1766-06-15, de Pierre Rousseau à Voltaire [François Marie Arouet].

Monsieur,

Quoique vous ayés réduit mon journal à la diète de la sardine fraiche, permettés moi de vous communiquer un article du Monthly Review du mois d'avril dernier, qui vous regarde, et qui ne m'intéresse pas moins.
Cet article est intitulé ainsi, Lettre de Mr de Voltaire à ses amis du Parnasse &cc.

à M. Rousseau de Toulouse

Vous m'avez écrit Mr il y a quelque tems au sujet d'une lettre aussi absurde que criminelle, inséré dans le Monthly Review du mois de juin; je vous ai déjà marqué combien j'étois indigné de cette basse imposture, et combien je la méprise; mais comme il y est question de personnes très respectables, il est important d'en connoitre l'auteur, et j'offre 50 Louis à quiconque le démasquera.

Voici La mauvaise plaisanterie que fait le journaliste au sujet de cette offre.

Comme la précédente Lettre adressée à notre confrère de Toulouse, est sans datte, nous ne sçaurions deviner dans quelle année cette lettre a paru…. Comme nous sommes très portés à croire qu'elle n'a jamais été insérée dans aucun de nos journaux, nous offrons à l'exemple de Mr de Voltaire, une récompense de 50 deniers (somme très considérable pour de pauvres auteurs) à quiconque découvrira La Lettre dont Mr de Voltaire se plaint et dans quel volume elle est insérée.

Je viens de recevoir plusieurs fugitives échappées de vos mains, Monsieur, et qui ne sont point dans vos œuvres; comme le public est très avide de tout ce qui sort de votre plume, je ne crois point que vous trouviés mauvais, Monsieur, que de tems en tems, j'en donne quelqu'une.

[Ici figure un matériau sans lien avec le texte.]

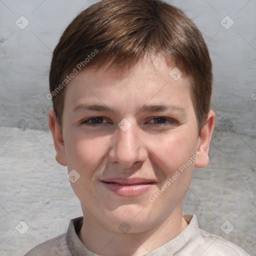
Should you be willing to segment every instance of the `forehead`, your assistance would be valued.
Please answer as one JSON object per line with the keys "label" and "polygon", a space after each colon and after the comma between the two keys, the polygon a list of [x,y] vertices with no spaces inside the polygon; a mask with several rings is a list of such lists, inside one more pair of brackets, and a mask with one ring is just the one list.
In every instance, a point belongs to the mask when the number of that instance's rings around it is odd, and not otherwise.
{"label": "forehead", "polygon": [[80,71],[66,88],[65,105],[100,103],[119,106],[170,104],[188,108],[192,104],[190,80],[178,67],[162,58],[142,60],[133,68],[105,64]]}

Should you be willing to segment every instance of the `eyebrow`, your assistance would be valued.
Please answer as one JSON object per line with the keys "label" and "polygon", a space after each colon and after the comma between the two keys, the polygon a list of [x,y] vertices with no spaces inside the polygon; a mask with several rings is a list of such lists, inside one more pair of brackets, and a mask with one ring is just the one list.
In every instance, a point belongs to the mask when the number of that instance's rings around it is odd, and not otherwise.
{"label": "eyebrow", "polygon": [[[112,112],[116,114],[117,112],[113,108],[106,105],[97,104],[80,104],[75,106],[72,110],[72,112],[76,112],[80,110],[88,110],[90,111]],[[184,108],[176,105],[166,104],[152,104],[144,105],[138,110],[138,112],[159,112],[166,110],[178,110],[180,112],[185,112],[186,110]]]}

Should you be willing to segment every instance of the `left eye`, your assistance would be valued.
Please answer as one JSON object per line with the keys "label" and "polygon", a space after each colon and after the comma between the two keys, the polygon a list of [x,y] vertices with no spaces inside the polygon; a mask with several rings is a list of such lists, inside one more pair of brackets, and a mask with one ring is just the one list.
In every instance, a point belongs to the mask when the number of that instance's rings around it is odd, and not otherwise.
{"label": "left eye", "polygon": [[154,124],[161,124],[161,126],[168,126],[175,122],[174,120],[165,118],[154,118],[148,122]]}

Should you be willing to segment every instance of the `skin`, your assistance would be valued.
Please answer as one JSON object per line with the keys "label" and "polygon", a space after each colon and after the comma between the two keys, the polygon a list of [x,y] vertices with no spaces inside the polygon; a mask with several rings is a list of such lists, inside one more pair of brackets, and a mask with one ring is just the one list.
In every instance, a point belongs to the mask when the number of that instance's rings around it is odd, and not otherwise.
{"label": "skin", "polygon": [[[80,175],[70,182],[84,216],[78,236],[96,254],[144,255],[188,226],[183,200],[194,166],[208,164],[215,115],[209,112],[198,134],[189,78],[183,74],[177,81],[172,79],[169,73],[174,66],[158,56],[154,64],[144,59],[129,70],[110,69],[107,64],[87,68],[65,89],[62,130],[54,111],[49,113],[56,159],[68,172],[75,170]],[[116,112],[88,110],[82,107],[86,104],[107,106]],[[149,105],[172,106],[144,111]],[[103,119],[88,120],[96,117]],[[131,124],[126,132],[118,126],[124,118]],[[92,122],[97,126],[90,126]],[[198,152],[200,156],[150,202],[150,196]],[[101,181],[114,178],[155,183],[141,194],[126,196],[110,190]],[[118,228],[124,222],[130,228],[127,234]]]}

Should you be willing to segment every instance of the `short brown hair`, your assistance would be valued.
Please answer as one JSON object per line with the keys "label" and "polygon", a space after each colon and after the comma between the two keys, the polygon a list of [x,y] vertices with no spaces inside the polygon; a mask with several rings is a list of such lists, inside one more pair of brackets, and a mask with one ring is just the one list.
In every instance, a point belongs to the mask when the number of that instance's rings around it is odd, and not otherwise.
{"label": "short brown hair", "polygon": [[[97,54],[86,62],[94,52]],[[174,61],[190,78],[200,131],[210,110],[212,94],[207,46],[191,20],[160,0],[103,0],[82,12],[67,27],[54,52],[50,73],[53,108],[60,127],[64,88],[56,90],[78,64],[85,68],[110,60],[128,68],[146,54],[158,54]]]}

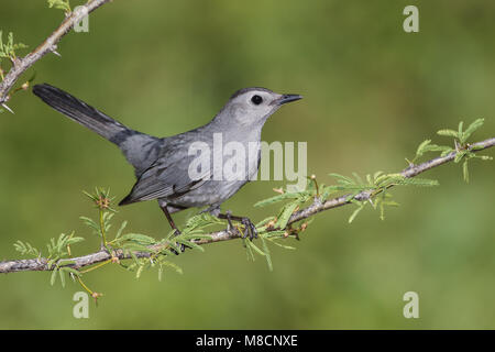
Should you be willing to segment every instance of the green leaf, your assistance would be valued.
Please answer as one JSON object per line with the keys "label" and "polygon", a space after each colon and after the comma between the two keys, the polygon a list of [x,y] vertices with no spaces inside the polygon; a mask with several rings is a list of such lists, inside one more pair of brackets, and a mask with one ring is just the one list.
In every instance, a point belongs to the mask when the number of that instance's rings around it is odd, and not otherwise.
{"label": "green leaf", "polygon": [[340,174],[332,173],[332,174],[328,174],[328,175],[332,176],[332,177],[336,177],[338,180],[340,180],[340,182],[342,182],[344,184],[350,184],[350,185],[354,185],[355,184],[352,178],[343,176],[343,175],[340,175]]}
{"label": "green leaf", "polygon": [[469,184],[470,183],[470,172],[468,169],[468,160],[462,163],[462,174],[464,177],[464,180]]}
{"label": "green leaf", "polygon": [[70,12],[69,0],[48,0],[48,8],[55,8],[58,10],[64,10],[65,12]]}
{"label": "green leaf", "polygon": [[358,217],[358,215],[361,212],[361,210],[364,209],[365,206],[366,202],[358,202],[358,208],[349,217],[349,223],[352,223],[352,221],[354,221],[355,217]]}
{"label": "green leaf", "polygon": [[296,208],[299,205],[297,202],[292,202],[292,204],[286,205],[283,208],[275,227],[276,228],[280,228],[280,229],[285,229],[287,227],[287,222],[289,221],[293,212],[296,210]]}
{"label": "green leaf", "polygon": [[265,257],[266,257],[266,264],[268,265],[268,270],[271,272],[273,272],[273,263],[272,263],[272,256],[270,255],[268,245],[266,244],[265,238],[263,235],[260,235],[260,239],[262,240],[263,252],[265,253]]}
{"label": "green leaf", "polygon": [[444,135],[444,136],[458,138],[458,132],[454,131],[454,130],[449,130],[449,129],[440,130],[440,131],[437,132],[437,134]]}
{"label": "green leaf", "polygon": [[473,132],[475,132],[477,129],[480,129],[484,122],[485,122],[485,119],[474,120],[474,122],[471,123],[468,127],[468,129],[464,131],[464,133],[462,134],[461,143],[465,143],[468,141],[468,139],[471,136],[471,134],[473,134]]}
{"label": "green leaf", "polygon": [[52,271],[52,275],[50,277],[50,285],[55,285],[55,282],[57,279],[57,267],[54,267]]}
{"label": "green leaf", "polygon": [[298,199],[300,197],[299,193],[285,193],[278,196],[274,196],[264,200],[260,200],[256,204],[254,204],[254,207],[265,207],[268,205],[272,205],[274,202],[278,202],[286,199]]}

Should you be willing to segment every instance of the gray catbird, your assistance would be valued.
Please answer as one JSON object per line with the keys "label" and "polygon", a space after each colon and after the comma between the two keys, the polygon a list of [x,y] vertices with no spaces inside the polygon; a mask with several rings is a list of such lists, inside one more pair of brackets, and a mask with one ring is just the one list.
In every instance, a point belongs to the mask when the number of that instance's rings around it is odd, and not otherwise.
{"label": "gray catbird", "polygon": [[[265,88],[245,88],[237,91],[220,112],[207,124],[168,138],[155,138],[131,130],[107,114],[88,106],[69,94],[50,85],[36,85],[33,92],[55,110],[95,131],[117,144],[129,163],[134,166],[138,182],[119,205],[157,199],[170,227],[179,233],[170,213],[191,207],[206,207],[216,217],[240,221],[244,226],[244,238],[256,237],[254,224],[246,217],[235,217],[227,211],[220,213],[220,205],[232,197],[260,166],[261,132],[266,119],[278,108],[299,100],[298,95],[279,95]],[[194,143],[202,143],[213,150],[206,162],[212,164],[221,150],[215,150],[215,135],[223,143],[237,142],[245,150],[255,146],[255,157],[245,161],[246,177],[242,179],[217,179],[210,169],[199,170],[199,177],[190,177],[190,165],[197,157],[190,153]],[[251,153],[252,154],[252,153]],[[208,167],[206,167],[208,168]],[[184,250],[184,248],[183,248]]]}

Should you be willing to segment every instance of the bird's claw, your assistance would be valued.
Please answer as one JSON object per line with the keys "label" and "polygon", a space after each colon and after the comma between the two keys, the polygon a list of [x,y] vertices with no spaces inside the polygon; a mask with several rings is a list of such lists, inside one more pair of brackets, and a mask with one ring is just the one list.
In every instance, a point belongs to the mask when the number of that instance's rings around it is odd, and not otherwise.
{"label": "bird's claw", "polygon": [[256,227],[249,218],[242,218],[241,223],[244,226],[244,234],[242,235],[243,239],[248,238],[248,235],[251,241],[257,239]]}
{"label": "bird's claw", "polygon": [[[174,232],[175,232],[174,237],[178,237],[180,234],[180,231],[178,229],[175,229]],[[186,245],[184,243],[180,243],[180,245],[179,245],[179,243],[175,242],[175,245],[179,248],[180,253],[184,253],[186,251]],[[175,255],[179,255],[180,254],[174,248],[170,249],[170,250],[172,250],[172,253],[174,253]]]}

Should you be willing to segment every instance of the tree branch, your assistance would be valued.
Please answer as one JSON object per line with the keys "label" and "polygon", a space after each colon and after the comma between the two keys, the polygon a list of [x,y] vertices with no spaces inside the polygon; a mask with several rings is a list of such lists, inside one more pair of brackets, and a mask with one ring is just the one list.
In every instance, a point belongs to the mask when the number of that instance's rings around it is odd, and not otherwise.
{"label": "tree branch", "polygon": [[[495,146],[495,138],[471,144],[471,145],[469,145],[468,150],[470,150],[472,152],[479,152],[479,151],[486,150],[492,146]],[[426,170],[429,170],[430,168],[452,162],[455,158],[455,155],[460,152],[461,151],[451,152],[450,154],[448,154],[446,156],[436,157],[436,158],[425,162],[422,164],[410,165],[406,169],[402,170],[400,175],[403,175],[404,177],[407,177],[407,178],[415,177]],[[354,199],[362,201],[362,200],[371,199],[371,198],[375,197],[376,195],[377,195],[376,193],[373,194],[371,191],[362,191],[362,193],[358,194],[356,196],[354,196]],[[290,224],[293,224],[297,221],[308,219],[309,217],[312,217],[321,211],[342,207],[342,206],[345,206],[349,204],[352,204],[352,200],[349,199],[349,195],[332,198],[327,201],[321,201],[319,198],[316,198],[315,201],[310,206],[293,213],[289,221],[287,222],[287,227],[289,227]],[[267,231],[275,231],[275,230],[279,231],[279,229],[270,229]],[[194,240],[193,242],[196,244],[208,244],[208,243],[240,239],[240,235],[238,233],[234,233],[234,232],[231,232],[228,230],[211,232],[211,233],[208,233],[206,237],[207,238]],[[157,251],[164,244],[150,246],[150,250]],[[138,257],[150,257],[151,255],[153,255],[153,253],[150,253],[150,252],[136,252],[135,253],[135,256],[138,256]],[[131,256],[127,255],[121,250],[114,251],[113,253],[108,253],[107,251],[101,250],[99,252],[84,255],[84,256],[61,260],[61,261],[58,261],[57,265],[58,266],[67,265],[67,266],[78,270],[78,268],[81,268],[85,266],[94,265],[94,264],[109,261],[112,258],[128,260],[128,258],[131,258]],[[48,260],[44,258],[44,257],[38,257],[38,258],[34,258],[34,260],[16,260],[16,261],[0,262],[0,273],[53,270],[53,267],[48,268],[47,263],[48,263]]]}
{"label": "tree branch", "polygon": [[[111,0],[90,0],[86,4],[79,7],[76,11],[70,12],[62,22],[62,24],[41,43],[34,51],[24,57],[15,57],[12,59],[12,67],[0,82],[0,105],[10,110],[6,102],[9,101],[11,95],[9,91],[13,88],[19,77],[38,59],[47,53],[56,53],[57,44],[64,35],[66,35],[75,24],[79,23],[87,14],[95,11],[99,7]],[[57,53],[56,53],[57,54]],[[11,111],[11,110],[10,110]]]}

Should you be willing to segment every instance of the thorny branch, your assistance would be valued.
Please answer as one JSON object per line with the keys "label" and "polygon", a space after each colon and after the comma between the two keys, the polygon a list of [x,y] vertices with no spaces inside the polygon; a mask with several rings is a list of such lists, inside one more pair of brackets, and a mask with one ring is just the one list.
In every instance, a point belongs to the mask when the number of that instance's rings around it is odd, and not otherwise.
{"label": "thorny branch", "polygon": [[[472,152],[479,152],[479,151],[486,150],[492,146],[495,146],[495,138],[471,144],[469,146],[469,150],[471,150]],[[407,167],[406,169],[400,172],[400,174],[407,178],[415,177],[430,168],[452,162],[455,158],[455,155],[458,153],[460,153],[460,151],[451,152],[450,154],[448,154],[446,156],[436,157],[436,158],[432,158],[428,162],[425,162],[425,163],[421,163],[418,165],[410,165],[409,167]],[[376,194],[372,194],[371,191],[362,191],[362,193],[358,194],[356,196],[354,196],[354,199],[362,201],[362,200],[372,199],[375,196],[376,196]],[[317,215],[318,212],[338,208],[338,207],[342,207],[342,206],[345,206],[349,204],[352,204],[352,200],[349,199],[349,195],[332,198],[332,199],[329,199],[326,201],[321,201],[319,198],[316,198],[310,206],[293,213],[289,221],[287,222],[287,228],[290,224],[298,222],[300,220],[308,219],[308,218]],[[280,229],[272,229],[268,231],[274,231],[274,230],[279,231]],[[234,240],[234,239],[240,239],[240,235],[233,231],[222,230],[222,231],[211,232],[211,233],[207,234],[206,238],[194,240],[194,242],[197,244],[208,244],[208,243],[222,242],[222,241]],[[156,248],[156,245],[155,245],[155,248],[151,246],[150,250],[152,250],[152,251],[158,250],[158,248]],[[150,252],[136,252],[135,253],[135,256],[138,256],[138,257],[150,257],[151,255],[152,255],[152,253],[150,253]],[[94,265],[94,264],[106,262],[106,261],[112,261],[116,258],[127,260],[127,258],[131,258],[131,256],[125,255],[120,250],[114,251],[113,253],[109,253],[106,250],[101,250],[99,252],[91,253],[91,254],[84,255],[84,256],[61,260],[57,263],[57,266],[67,265],[75,270],[79,270],[85,266]],[[48,267],[47,263],[48,263],[48,260],[44,258],[44,257],[38,257],[38,258],[34,258],[34,260],[18,260],[18,261],[0,262],[0,273],[53,270],[53,267],[52,268]],[[64,263],[67,263],[67,264],[64,264]]]}
{"label": "thorny branch", "polygon": [[57,53],[57,44],[62,37],[67,34],[75,24],[79,23],[87,14],[95,11],[99,7],[111,0],[90,0],[86,4],[78,7],[77,10],[70,12],[62,22],[62,24],[34,51],[29,53],[24,57],[12,58],[12,67],[9,73],[4,76],[3,81],[0,82],[0,105],[7,110],[10,110],[6,102],[9,101],[11,95],[9,91],[13,88],[19,77],[31,66],[33,66],[37,61],[48,53]]}

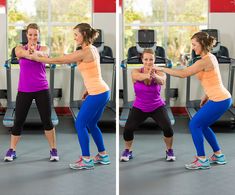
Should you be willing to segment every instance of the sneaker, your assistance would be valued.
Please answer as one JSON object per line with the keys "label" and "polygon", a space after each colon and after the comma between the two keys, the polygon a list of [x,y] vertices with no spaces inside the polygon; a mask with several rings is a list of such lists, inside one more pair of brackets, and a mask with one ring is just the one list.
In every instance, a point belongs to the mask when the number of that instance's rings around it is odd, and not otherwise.
{"label": "sneaker", "polygon": [[210,161],[208,159],[206,159],[205,161],[202,161],[196,157],[195,161],[193,161],[190,164],[186,164],[185,168],[196,170],[196,169],[209,169],[211,168],[211,166],[210,166]]}
{"label": "sneaker", "polygon": [[59,161],[59,156],[57,155],[57,149],[56,148],[52,148],[52,150],[50,151],[50,161]]}
{"label": "sneaker", "polygon": [[175,161],[175,155],[173,149],[166,151],[166,161]]}
{"label": "sneaker", "polygon": [[14,151],[12,148],[10,148],[6,153],[6,156],[4,157],[4,161],[11,162],[15,159],[16,159],[16,151]]}
{"label": "sneaker", "polygon": [[211,164],[219,164],[219,165],[224,165],[227,163],[225,160],[224,154],[216,155],[213,154],[210,158],[209,161]]}
{"label": "sneaker", "polygon": [[75,163],[69,164],[71,169],[94,169],[93,159],[85,160],[82,156]]}
{"label": "sneaker", "polygon": [[100,163],[102,165],[108,165],[110,164],[110,158],[108,154],[100,155],[99,153],[94,157],[94,163]]}
{"label": "sneaker", "polygon": [[127,162],[132,158],[133,158],[132,151],[129,151],[129,149],[125,149],[122,152],[122,156],[121,156],[120,160],[123,162]]}

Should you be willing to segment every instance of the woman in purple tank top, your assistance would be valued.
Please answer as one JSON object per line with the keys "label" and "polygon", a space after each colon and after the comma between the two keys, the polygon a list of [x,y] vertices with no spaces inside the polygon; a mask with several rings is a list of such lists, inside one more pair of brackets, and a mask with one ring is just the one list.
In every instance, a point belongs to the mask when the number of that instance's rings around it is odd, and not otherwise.
{"label": "woman in purple tank top", "polygon": [[36,62],[25,57],[37,52],[38,55],[48,57],[48,48],[38,45],[39,27],[35,23],[27,26],[26,33],[28,43],[17,46],[15,54],[19,58],[20,78],[16,97],[15,121],[11,131],[10,148],[4,157],[4,161],[13,161],[16,158],[16,145],[20,140],[21,131],[28,111],[35,99],[40,118],[43,123],[46,138],[50,146],[50,161],[58,161],[56,149],[55,128],[51,121],[51,97],[46,79],[46,67],[44,63]]}
{"label": "woman in purple tank top", "polygon": [[152,49],[145,49],[142,54],[143,67],[132,71],[135,100],[123,133],[125,150],[121,161],[127,162],[133,158],[132,144],[134,131],[148,117],[153,118],[163,130],[166,144],[166,160],[174,161],[172,149],[173,128],[165,108],[165,103],[160,96],[161,85],[166,81],[166,75],[154,68],[155,53]]}

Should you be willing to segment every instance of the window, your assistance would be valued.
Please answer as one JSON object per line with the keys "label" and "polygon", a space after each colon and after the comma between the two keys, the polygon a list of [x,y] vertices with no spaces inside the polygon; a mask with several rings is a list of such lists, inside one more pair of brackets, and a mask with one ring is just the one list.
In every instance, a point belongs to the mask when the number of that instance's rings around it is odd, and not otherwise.
{"label": "window", "polygon": [[20,31],[35,22],[40,42],[59,56],[74,50],[73,27],[91,23],[92,0],[8,0],[8,55],[20,42]]}
{"label": "window", "polygon": [[190,53],[191,36],[207,28],[208,1],[204,0],[125,0],[124,39],[127,50],[136,43],[138,29],[154,29],[157,45],[165,48],[174,65]]}

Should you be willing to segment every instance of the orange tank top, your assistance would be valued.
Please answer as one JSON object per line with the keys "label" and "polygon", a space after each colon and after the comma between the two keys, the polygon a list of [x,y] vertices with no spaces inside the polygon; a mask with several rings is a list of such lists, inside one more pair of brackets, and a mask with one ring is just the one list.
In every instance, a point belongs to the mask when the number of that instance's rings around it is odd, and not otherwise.
{"label": "orange tank top", "polygon": [[97,95],[109,90],[108,85],[101,76],[100,63],[95,60],[92,62],[81,62],[78,65],[84,85],[89,95]]}
{"label": "orange tank top", "polygon": [[218,102],[231,97],[229,91],[224,87],[219,71],[219,63],[216,57],[209,54],[209,58],[214,64],[214,69],[210,71],[201,71],[196,77],[201,81],[201,85],[209,100]]}

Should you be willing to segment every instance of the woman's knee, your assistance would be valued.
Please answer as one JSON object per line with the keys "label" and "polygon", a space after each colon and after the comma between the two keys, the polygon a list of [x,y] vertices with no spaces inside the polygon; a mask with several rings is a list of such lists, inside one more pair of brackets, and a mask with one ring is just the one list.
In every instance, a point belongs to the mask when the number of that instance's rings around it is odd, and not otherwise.
{"label": "woman's knee", "polygon": [[123,138],[125,141],[131,141],[134,139],[134,130],[130,126],[125,126],[123,132]]}
{"label": "woman's knee", "polygon": [[163,129],[164,137],[170,138],[174,135],[174,130],[171,126]]}
{"label": "woman's knee", "polygon": [[48,121],[47,123],[44,123],[44,129],[45,131],[51,131],[54,129],[54,125],[52,124],[51,121]]}

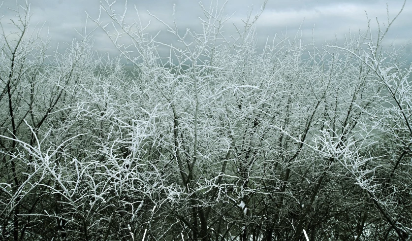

Vous aviés eu la bonté de me promettre quelque chose pour enrichir mon journal; puis je L'espérer apprésent que La Gazette Littéraire de L'Europe n'a plus lieu? Elle avoit été annoncée avec tant de faste! Les Ministres de France devoient oublier Les intérêts du trône et de la nation pour fournir à cet ouvrage leur contingent de toutes les quinzaines, et Mrs les journalistes oublioient en même tems la gloire des Lettres de leur pays, ce qui a paru un peu inconséquent, à moins que la France ne soit plus en Europe, depuis les tremblemens de terre, et depuis qu'on tente inutilement d'imposer silence à la Puissance temporelle et à la puissance spirituelle.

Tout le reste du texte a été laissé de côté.